WLASL dataset: https://github.com/dxli94/WLASL
MediaPipe Holistic: https://developers.google.com/mediapipe/solutions/vision/holistic_landmarker
HF Space: https://huggingface.co/spaces/lablab-ai-amd-developer-hackathon/signbridge (moved to event org 2026-05-08)
GitHub mirror: https://github.com/seekerPrice/signbridge (deployed 2026-05-07)
Submission link: fill in once started on lablab.ai
Plan file: /Users/lucaslt/.claude/plans/first-need-to-change-sparkling-dawn.md

Progress log (newest first)

2026-05-08 — Fix A: HF Space moved to event org. Now at huggingface.co/spaces/lablab-ai-amd-developer-hackathon/signbridge. Eligible for HF Special Prize ranking. Personal-namespace LucasLooTan/signbridge left as-is (will mark private after the hackathon).
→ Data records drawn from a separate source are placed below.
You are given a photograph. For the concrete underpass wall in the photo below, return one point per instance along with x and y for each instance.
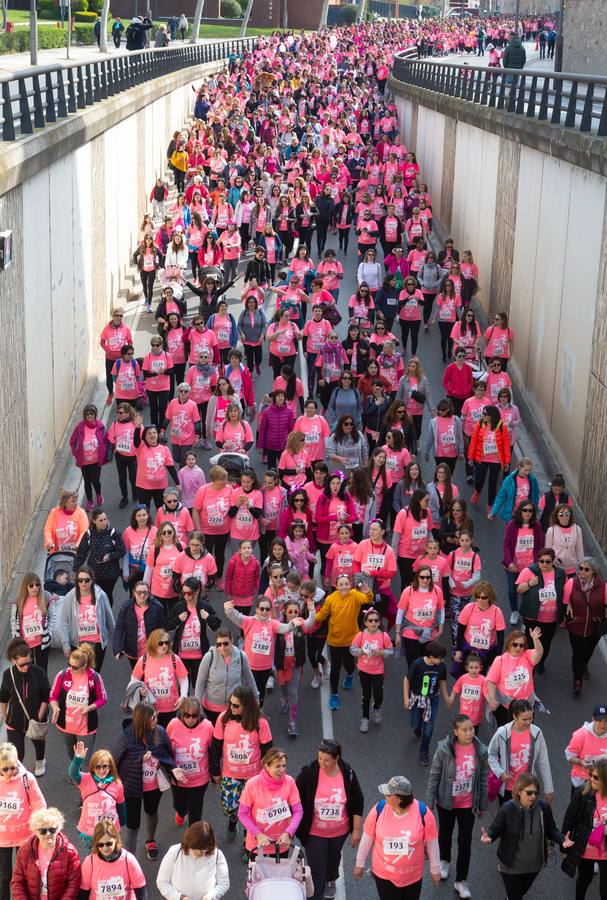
(533, 212)
(77, 196)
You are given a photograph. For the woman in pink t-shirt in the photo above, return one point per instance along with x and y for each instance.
(240, 738)
(191, 737)
(164, 675)
(511, 674)
(270, 807)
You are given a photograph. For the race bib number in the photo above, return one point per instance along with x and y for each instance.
(261, 645)
(396, 846)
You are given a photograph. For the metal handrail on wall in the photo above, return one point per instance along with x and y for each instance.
(35, 97)
(575, 101)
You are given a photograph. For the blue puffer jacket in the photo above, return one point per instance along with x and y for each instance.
(128, 753)
(125, 630)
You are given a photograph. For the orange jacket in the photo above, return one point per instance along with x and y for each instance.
(502, 440)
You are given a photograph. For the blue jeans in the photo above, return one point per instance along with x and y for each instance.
(426, 728)
(512, 595)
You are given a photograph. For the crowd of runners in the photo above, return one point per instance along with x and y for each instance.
(309, 531)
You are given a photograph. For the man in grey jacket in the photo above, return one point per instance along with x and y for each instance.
(222, 668)
(525, 752)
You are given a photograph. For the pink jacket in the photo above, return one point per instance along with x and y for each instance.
(77, 440)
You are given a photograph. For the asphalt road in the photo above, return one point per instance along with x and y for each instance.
(387, 749)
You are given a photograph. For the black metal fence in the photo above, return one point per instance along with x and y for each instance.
(33, 98)
(574, 101)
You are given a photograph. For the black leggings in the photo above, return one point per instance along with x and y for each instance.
(339, 656)
(126, 465)
(407, 328)
(261, 677)
(91, 476)
(216, 545)
(518, 885)
(465, 825)
(188, 802)
(585, 876)
(253, 355)
(147, 282)
(159, 400)
(371, 684)
(581, 653)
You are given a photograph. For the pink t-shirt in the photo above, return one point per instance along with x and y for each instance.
(31, 623)
(116, 879)
(481, 625)
(513, 675)
(465, 764)
(99, 803)
(520, 755)
(191, 750)
(245, 527)
(270, 806)
(370, 643)
(241, 749)
(162, 677)
(330, 816)
(399, 843)
(472, 696)
(162, 570)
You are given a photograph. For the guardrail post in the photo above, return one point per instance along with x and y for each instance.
(8, 122)
(51, 115)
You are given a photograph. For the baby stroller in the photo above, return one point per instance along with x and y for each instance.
(270, 877)
(233, 463)
(62, 559)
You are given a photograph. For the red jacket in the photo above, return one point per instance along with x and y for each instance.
(241, 580)
(63, 876)
(502, 439)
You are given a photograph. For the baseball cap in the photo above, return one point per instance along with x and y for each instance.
(398, 785)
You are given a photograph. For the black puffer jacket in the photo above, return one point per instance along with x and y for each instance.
(578, 822)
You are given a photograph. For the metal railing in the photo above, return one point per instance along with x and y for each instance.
(35, 97)
(575, 101)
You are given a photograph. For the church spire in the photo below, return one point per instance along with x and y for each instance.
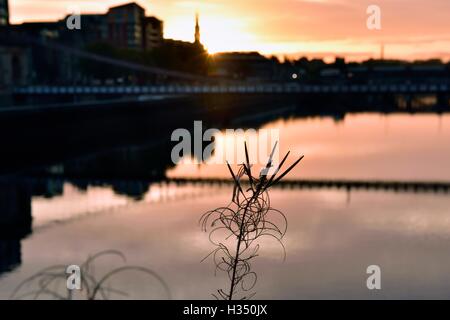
(197, 29)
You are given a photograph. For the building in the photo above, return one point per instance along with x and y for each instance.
(4, 13)
(125, 26)
(153, 33)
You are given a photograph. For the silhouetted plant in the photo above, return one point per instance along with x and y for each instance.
(247, 218)
(51, 281)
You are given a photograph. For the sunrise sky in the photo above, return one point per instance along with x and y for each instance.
(411, 29)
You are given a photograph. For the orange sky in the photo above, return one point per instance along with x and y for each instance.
(411, 29)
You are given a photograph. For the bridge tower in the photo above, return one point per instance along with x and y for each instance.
(197, 29)
(4, 13)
2026-05-07 — GitHub repo + HF Space live. GitHub: seekerPrice/signbridge. HF Space: LucasLooTan/signbridge (Gradio SDK 4.44.1, Apache 2.0). All 16 source files mirrored to both. Awaiting AMD Dev Cloud credit email to wire up real VLM endpoint.

2026-05-07 — Dropped Build-in-Public extra challenge. Track 3 only. Frees ~2 hours that were earmarked for the 2 social posts + the external-facing walkthrough framing. Walkthrough doc kept as an internal technical record but no longer a submission deliverable.

2026-05-07 — Pivoted to SignBridge. Re-scored against the four judging criteria: SignBridge wins on Originality (10) and Presentation (10) thanks to the live deaf-person-to-hearing-person demo. Business value also stronger (Sorenson VRS comparable, mandated interpreter budgets). Replaced Iris scaffold (iris/ package, README, requirements deps) with signbridge/ package. CLAUDE.md, plan file, README rewritten. Day 1 hello-world starts: MediaPipe Holistic on webcam, WLASL data download, Plan-B VLM test.

2026-05-07 — Initial Iris scaffold (deprecated). Bootstrapped repo with Iris (visually-impaired navigation) plan, requirements.txt, .gitignore, .env.example, README. Replaced same-day after re-evaluation; kept reusable pieces (.gitignore, structural choices).